Vertrieb soll Wissensdefizite beheben

Das Informationsbedürfnis ist auch deshalb hoch, weil zwar immerhin 82 Prozent der Befragten zwar eine Vorstellung davon haben, was Nachhaltigkeit bedeutet. Aber anhand von freien, eigenen Definitionen ließ sich zeigen, dass darunter fast ausschließlich ökologische oder speziell Klimawandel-Aspekte verstanden werden.

Die EU hat allerdings der Finanzwirtschaft auferlegt, mit den Kund*innen nicht nur über ökologische Fragen der Transformation zu sprechen, für die mit der Umwelt-Taxonomieverordnung (2020/852) und der daraus abgeleiteten, Delegierten Verordnung (2021/2139) für wenigstens zwei von sechs Umweltzielen relativ die größte Rechtssicherheit besteht.

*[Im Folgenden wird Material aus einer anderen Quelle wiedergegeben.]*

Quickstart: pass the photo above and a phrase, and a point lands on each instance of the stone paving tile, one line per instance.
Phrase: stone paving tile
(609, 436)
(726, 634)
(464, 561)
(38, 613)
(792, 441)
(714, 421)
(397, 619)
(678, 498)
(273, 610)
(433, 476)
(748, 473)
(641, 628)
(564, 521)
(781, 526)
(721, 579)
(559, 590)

Vielmehr sollen auch soziale und Governance-Aspekte („ESG“), für die Rechtsvorgaben weitgehend fehlen, sowie nachteilige Auswirkungen auf Nachhaltigkeitsfaktoren („PAI“) in einer akribisch differenzierten Weise erfragt werden, ob die Kund*innen diese berücksichtigt sehen möchten und mit welchen Mindestanteilen (Delegierte Verordnung 2021/1257).

Angesichts der geringen Kenntnisse in der Bevölkerung hat die Europäische Versicherungsaufsichtsbehörde EIOPA vorgeschlagen, dass die Versicherungsvertreiber*innen die Kund*innen in einer Art Erstinformation darüber aufklären sollen, welche Nachhaltigkeitspräferenzen sie äußern können – finanzielle Allgemeinbildung durch den Vertrieb statt durch den Staat, ein merkwürdiger Ansatz. Die deutsche Bundesregierung hat einen Vorschlag der Opposition zurückgewiesen, eine solche Kund*innen-Erstinformation aus wettbewerbsneutraler Sicht zu veröffentlichen (Bundestags-Drucksache 20/5082, S. 4).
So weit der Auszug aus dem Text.